***
Через несколько минут она вошла во вкус и теперь старательно вылизывала черную, пахнущую машинным маслом гладкую поверхность ботинка и понимала, что возбуждена так, как никогда до этого. Бернд Генрихович лениво гладил ее задницу, попеременно чувствительно шлепая ее и тут же вновь лаская обиженное место. Ольга Сергеевна позволила себе застонать на очередном шлепке, чем получила в ответ одобрительное хмыкание сверху.***
Вскоре она поняла, что ботинка ей мало. Бернд Генрихович едва слышно постанывал, поглаживая свой член, скрытый кожаной тканью брюк. Это отвлекало и возбуждало одновременно, и она осмелилась, наконец, поднять глаза и тихонько спросить: — Можно, Хозяин? Бернд Генрихович вместо ответа схватил ее за волосы и ткнул в свой пах: — Давай, Хель, пора переходить к десерту. Она с превеликой радостью расстегнула молнию и аккуратно вытащила его толстый, ровный красивый ствол наружу. Ей хотелось глотать его вечно. Приятная твердость на языке; упругая кожа, скользящая у нее во рту — пожалуй, лучшего наслаждения она себе не придумала.
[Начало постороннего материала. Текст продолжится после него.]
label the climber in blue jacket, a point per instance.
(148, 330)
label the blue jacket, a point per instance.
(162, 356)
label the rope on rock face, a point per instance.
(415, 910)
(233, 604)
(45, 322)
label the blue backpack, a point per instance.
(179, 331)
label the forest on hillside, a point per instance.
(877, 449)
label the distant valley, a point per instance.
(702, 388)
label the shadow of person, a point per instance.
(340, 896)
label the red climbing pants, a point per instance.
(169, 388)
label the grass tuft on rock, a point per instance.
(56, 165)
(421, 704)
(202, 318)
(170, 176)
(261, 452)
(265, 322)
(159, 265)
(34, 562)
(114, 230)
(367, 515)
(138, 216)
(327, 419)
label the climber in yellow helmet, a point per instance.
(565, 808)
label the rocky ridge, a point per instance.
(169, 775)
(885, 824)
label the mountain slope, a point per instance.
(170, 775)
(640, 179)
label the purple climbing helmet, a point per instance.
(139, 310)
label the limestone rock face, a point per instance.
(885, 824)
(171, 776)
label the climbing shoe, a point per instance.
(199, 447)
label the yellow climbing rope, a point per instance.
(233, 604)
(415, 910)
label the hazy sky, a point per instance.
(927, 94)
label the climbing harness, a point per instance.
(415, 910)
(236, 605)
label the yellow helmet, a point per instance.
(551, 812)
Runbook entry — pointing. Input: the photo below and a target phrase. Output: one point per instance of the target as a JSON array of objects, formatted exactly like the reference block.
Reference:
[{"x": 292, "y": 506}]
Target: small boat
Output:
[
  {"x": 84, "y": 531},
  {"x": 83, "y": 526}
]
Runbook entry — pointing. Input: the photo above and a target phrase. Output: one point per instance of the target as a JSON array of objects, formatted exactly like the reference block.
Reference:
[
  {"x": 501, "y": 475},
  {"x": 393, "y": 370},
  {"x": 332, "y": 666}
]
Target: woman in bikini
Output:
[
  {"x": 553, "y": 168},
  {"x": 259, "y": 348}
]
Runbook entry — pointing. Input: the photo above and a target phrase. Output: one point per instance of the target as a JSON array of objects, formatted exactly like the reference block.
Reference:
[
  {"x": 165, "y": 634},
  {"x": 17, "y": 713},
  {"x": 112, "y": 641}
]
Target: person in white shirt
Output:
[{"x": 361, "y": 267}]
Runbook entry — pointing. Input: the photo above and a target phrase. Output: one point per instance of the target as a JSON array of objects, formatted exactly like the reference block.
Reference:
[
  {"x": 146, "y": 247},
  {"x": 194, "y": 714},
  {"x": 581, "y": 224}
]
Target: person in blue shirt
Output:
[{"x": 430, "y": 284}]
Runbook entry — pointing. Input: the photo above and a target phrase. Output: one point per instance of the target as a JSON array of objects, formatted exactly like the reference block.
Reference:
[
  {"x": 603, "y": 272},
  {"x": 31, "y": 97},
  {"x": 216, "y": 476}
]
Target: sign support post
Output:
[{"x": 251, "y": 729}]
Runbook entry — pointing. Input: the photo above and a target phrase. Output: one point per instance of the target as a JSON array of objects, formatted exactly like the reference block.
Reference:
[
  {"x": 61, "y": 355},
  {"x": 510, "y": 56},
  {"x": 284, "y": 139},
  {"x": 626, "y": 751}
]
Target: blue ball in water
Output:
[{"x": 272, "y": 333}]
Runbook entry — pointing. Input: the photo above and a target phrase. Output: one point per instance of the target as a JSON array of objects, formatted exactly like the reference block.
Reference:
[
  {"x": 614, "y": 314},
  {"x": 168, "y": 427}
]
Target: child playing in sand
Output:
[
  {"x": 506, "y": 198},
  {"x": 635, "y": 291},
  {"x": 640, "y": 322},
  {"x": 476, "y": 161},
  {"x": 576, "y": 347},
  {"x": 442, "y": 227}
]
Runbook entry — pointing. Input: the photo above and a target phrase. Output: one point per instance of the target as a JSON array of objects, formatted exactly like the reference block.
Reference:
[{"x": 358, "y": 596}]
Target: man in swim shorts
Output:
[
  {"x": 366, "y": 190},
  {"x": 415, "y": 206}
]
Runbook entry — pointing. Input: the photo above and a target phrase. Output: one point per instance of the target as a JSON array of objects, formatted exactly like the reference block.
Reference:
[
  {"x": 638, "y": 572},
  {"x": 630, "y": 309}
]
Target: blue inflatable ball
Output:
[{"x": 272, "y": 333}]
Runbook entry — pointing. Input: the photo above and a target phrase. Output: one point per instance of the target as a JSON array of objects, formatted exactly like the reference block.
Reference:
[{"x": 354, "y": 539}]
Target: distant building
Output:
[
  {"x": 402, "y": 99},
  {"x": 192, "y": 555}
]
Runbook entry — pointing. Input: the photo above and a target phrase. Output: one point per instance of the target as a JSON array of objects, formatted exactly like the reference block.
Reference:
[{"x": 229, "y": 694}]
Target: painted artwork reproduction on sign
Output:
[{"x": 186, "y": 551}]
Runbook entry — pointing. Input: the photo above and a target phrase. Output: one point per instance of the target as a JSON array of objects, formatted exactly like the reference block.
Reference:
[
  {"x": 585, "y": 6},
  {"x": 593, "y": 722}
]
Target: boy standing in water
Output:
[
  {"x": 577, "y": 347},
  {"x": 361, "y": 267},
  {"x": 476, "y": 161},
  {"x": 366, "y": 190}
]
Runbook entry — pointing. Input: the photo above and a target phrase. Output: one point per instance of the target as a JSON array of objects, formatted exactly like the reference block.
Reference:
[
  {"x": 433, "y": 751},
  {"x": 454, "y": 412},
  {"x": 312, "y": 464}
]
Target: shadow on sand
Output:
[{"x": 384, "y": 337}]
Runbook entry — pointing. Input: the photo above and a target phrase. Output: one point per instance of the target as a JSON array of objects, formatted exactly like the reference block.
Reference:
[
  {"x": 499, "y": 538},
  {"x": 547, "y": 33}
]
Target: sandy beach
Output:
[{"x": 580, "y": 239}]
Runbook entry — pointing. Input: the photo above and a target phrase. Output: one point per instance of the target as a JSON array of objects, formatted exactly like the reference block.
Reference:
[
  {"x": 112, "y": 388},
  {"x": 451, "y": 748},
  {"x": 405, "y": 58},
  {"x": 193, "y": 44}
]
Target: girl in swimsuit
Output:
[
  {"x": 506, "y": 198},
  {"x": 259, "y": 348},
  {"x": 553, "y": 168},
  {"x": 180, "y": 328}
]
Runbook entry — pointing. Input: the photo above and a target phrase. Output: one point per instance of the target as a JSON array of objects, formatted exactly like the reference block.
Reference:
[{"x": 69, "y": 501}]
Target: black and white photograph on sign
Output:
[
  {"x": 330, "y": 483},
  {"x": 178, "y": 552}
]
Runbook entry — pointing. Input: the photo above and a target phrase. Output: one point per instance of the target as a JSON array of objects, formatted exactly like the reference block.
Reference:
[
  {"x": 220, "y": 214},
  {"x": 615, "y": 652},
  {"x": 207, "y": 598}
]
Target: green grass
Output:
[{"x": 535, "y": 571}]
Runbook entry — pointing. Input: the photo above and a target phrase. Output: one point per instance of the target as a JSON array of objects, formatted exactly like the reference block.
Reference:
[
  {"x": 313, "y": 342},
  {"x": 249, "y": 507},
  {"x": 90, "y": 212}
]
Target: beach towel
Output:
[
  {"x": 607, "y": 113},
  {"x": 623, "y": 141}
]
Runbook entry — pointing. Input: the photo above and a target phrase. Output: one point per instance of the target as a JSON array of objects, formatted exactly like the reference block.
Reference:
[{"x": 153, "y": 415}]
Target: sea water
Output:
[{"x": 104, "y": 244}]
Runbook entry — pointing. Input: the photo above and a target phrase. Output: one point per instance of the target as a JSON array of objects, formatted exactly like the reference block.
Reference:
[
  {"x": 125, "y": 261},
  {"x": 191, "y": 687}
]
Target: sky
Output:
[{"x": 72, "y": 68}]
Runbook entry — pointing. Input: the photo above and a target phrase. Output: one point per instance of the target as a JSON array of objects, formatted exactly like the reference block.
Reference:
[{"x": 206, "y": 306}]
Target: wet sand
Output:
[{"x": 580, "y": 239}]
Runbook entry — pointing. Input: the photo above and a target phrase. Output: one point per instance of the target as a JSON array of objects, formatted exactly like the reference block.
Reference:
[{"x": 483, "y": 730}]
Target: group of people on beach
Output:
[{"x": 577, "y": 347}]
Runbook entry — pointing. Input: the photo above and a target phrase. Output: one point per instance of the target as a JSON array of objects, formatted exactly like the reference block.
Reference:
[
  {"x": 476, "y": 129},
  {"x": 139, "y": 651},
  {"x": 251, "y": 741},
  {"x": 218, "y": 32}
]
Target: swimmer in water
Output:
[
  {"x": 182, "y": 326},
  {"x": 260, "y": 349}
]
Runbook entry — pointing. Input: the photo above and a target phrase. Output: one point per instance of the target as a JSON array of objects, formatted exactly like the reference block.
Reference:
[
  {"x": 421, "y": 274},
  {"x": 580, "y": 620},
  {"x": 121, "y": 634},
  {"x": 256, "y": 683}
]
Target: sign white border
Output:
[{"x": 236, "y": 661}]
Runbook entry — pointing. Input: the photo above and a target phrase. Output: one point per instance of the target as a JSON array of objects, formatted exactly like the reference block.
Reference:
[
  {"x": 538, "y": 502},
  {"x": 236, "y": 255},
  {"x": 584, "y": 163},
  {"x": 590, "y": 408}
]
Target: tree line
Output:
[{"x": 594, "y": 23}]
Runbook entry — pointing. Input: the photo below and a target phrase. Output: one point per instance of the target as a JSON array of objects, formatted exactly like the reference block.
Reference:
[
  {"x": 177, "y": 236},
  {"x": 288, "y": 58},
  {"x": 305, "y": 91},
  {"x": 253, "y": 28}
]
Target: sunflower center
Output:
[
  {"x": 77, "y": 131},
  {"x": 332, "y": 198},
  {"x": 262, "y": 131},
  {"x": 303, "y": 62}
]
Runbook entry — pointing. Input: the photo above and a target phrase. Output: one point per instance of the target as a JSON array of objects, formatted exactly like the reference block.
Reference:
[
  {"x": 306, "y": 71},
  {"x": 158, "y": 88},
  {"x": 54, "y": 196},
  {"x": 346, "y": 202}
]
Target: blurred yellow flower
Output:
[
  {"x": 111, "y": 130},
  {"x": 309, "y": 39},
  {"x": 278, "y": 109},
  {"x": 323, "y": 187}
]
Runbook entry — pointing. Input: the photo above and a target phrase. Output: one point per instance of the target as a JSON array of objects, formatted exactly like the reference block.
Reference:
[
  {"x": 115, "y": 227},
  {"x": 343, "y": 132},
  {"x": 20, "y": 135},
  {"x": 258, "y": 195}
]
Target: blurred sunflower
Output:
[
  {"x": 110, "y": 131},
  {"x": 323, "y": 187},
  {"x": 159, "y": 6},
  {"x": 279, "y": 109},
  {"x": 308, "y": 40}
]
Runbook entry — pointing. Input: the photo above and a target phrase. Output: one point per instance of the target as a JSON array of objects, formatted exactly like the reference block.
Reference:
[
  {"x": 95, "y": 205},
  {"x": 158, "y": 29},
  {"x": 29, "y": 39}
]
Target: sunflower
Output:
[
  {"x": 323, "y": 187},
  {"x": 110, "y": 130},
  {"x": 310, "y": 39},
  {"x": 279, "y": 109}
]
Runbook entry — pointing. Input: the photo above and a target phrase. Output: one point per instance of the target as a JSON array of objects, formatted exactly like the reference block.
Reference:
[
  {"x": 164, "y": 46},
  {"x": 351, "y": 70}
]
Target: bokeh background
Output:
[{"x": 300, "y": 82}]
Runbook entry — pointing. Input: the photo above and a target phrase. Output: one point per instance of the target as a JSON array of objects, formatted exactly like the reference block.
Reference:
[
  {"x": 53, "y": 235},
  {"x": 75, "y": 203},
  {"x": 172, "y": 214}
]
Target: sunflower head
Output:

Глухие чувственные стоны сверху, его полураскрытые губы, частое дыхание, дрожащие ресницы, откинутая голова; раздвинутые в стороны ноги, обтянутые приятно пахнущей кожей; его твердая ладонь, больно сжимающая ее волосы на затылке; кожаные ремешки одежды, возбуждающе трущие ее соски и, наконец, долгожданная и сумасшедшая разрядка и текущая в ее горло пряная и терпкая сперма — таким она запомнила этот вечер. Лучший вечер в ее жизни.